For her presentation, the Food Babe held up placards with ingredient lists for Gatorade and Doritos in America versus in Europe, calling for limits on additives and dyes in children’s cereal (Make Froot Loops Boring Again). Hari has built up a following of people, parents especially, who are legitimately concerned about what goes into highly processed foods, but she has also faced criticism for fearmongering with unfounded claims. Alex Clark, a commentator for the conservative group Turning Point USA and the host of the conservative Culture Apothecary podcast, railed against the vaccine schedule for children: Parents “did not sign up to co-parent with the government. We want a divorce!”

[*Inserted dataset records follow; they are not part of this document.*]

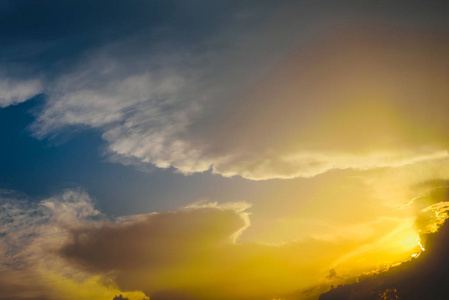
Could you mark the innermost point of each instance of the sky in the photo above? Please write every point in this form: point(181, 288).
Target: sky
point(215, 150)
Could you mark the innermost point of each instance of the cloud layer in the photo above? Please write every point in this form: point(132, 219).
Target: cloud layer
point(62, 247)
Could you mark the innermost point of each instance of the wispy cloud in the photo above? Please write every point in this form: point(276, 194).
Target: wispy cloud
point(14, 91)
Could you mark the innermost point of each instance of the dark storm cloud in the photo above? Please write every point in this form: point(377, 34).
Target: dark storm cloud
point(172, 84)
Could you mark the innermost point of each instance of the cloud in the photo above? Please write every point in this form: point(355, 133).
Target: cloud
point(62, 247)
point(264, 117)
point(424, 277)
point(13, 91)
point(31, 233)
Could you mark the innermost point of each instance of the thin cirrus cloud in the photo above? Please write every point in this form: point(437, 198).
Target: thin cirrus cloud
point(332, 105)
point(14, 91)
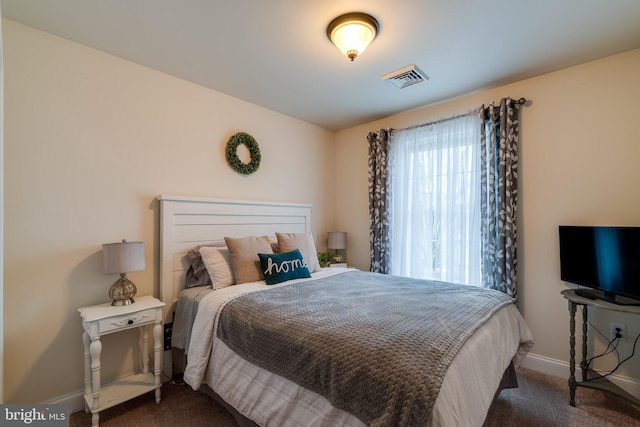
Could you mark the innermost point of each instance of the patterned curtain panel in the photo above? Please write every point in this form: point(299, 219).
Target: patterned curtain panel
point(378, 199)
point(499, 196)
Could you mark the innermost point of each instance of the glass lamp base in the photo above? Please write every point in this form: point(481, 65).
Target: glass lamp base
point(122, 291)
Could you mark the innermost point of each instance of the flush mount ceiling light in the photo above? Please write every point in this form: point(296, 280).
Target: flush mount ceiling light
point(352, 33)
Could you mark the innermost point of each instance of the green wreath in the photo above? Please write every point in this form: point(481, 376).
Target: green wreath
point(231, 153)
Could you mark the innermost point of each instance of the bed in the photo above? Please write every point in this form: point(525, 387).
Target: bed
point(277, 355)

Somewhere during hour three, Kennedy advised against eating any food that comes in a package. Starving and bored, I unwrapped and scarfed down my chocolate-chip Kind bar. A few rows in front of me, Florida Republican Congressman Matt Gaetz’s wife, Ginger Luckey Gaetz, was posting happily: “Truth bombs being dropped,” she wrote on X.
Why is America’s list of accepted chemicals so much longer than Europe’s, and why are the Europeans so much better at this than we are? Speaker after speaker wanted to know. The answer, of course, is that the regulations followed in the European Union are more stringent than ours. And some of the panelists demanding change have allied themselves with a party that—like Clark—does not exactly share their regulatory goals.
Which brings us to the strangeness of the alliance between Kennedy and Trump. Their partnership can be explained by their shared distrust in institutions. Their respective movements have bonded over a sneaking suspicion that the liberal elite is conspiring against them. But that may be where the similarities end. For all of his populist campaign bluster, during his first term, Trump was an ally to Big Business, appointing what ProPublica called a “staggering” number of lobbyists to positions of power, unraveling nutritional standards for school meals, and reversing bans on chemical and pesticide use in agriculture. If tougher, European-style regulation is desired by some of the panelists, he is the arch-deregulator. What’s more, Trump has demonstrated next to zero interest in seed oils and neurotoxins and metabolic ketosis. He has only “concepts” of a health-care plan for America. He is a big fan of the Big Mac—he is Mr. Filet-O-Fish.
Kennedy surely knows this. Only months ago, Trump called him a “Radical Left Lunatic” and the “dumbest member of the Kennedy Clan.” Yet Kennedy now bends the knee. But from Trump’s point of view at least, the MAGA-MAHA congruence seems tactical and temporary. If he becomes president again, Trump seems sure to disappoint the woo-woo caucus.